Jako że komentujących fiol łatwo podzielić na broniących tego dzieła sztuki jak i tych twierdzących że film to dno i kupa mułu chciałem wtrącić swoje trzy grosze. Nie jestem zwolennikiem drogich filmów z tanią fabułą typu transformers czy innymi naszpikowanymi efektami komputerowymi.
Do filmu zachęcił mnie komentarz na portalu społecznościowym, znajomego który twierdził że film oglądał już kilkanaście razy i jest rewelacyjny, a więc i ja do niego zasiadłem. Po przeczytaniu recenzji na filmweb oczekiwałem głębokiej fabuły i efektów specjalnych. Ciężko mi opisać to co dostałem, może faktycznie fabuła byłaby głęboka gdyby nie to że ten cały alternatywny świat wyobraźni kreowany przez główną bohaterkę psuje odbiór filmu. Lubie cyberpunkowe klimtaty, mieszanie technologi i historii jednak tu zostało to zrobione idiotycznie, wręcz odpychająco. Nie doszukiwałbym się tu jakiegoś przekazu, ludzie piszą że walka o wolność, uciekanie od zła... nie ma nic więcej niż w przeciętnym filmie z hollywood.

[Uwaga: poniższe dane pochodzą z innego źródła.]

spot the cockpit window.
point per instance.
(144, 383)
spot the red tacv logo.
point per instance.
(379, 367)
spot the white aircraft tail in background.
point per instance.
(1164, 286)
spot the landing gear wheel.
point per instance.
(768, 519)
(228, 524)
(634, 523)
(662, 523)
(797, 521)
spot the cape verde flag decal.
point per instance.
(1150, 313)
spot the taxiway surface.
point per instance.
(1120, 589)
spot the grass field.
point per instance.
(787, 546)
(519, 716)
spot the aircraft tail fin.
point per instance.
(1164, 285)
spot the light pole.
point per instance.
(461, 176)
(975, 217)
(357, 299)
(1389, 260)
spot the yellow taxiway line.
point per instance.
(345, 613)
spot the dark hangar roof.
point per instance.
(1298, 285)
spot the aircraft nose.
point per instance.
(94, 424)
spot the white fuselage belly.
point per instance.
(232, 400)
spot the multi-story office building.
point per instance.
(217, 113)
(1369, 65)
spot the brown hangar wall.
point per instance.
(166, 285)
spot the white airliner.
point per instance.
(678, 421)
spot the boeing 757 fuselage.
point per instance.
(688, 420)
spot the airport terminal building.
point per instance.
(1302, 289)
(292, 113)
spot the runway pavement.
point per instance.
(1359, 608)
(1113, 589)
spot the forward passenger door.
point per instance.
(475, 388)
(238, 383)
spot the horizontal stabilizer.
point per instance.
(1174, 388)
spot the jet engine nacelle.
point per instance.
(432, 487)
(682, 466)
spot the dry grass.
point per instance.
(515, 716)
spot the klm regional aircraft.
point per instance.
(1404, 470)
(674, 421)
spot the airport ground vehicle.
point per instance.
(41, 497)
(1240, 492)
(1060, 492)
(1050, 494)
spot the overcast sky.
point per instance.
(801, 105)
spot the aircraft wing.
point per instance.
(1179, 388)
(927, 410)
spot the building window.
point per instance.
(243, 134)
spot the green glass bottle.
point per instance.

Czy jest to film dla grubych pryszczatych graczy komputerowych? W gry gram jak mam czas, jednak film mi się nie podobał, może dlatego że nie jestem gruby i pryszczaty nie wiem, oczekiwałem głębszego sensu w tym filmie (nie mówię o cyckach i ładnych buziach) lecz go nie dostałem.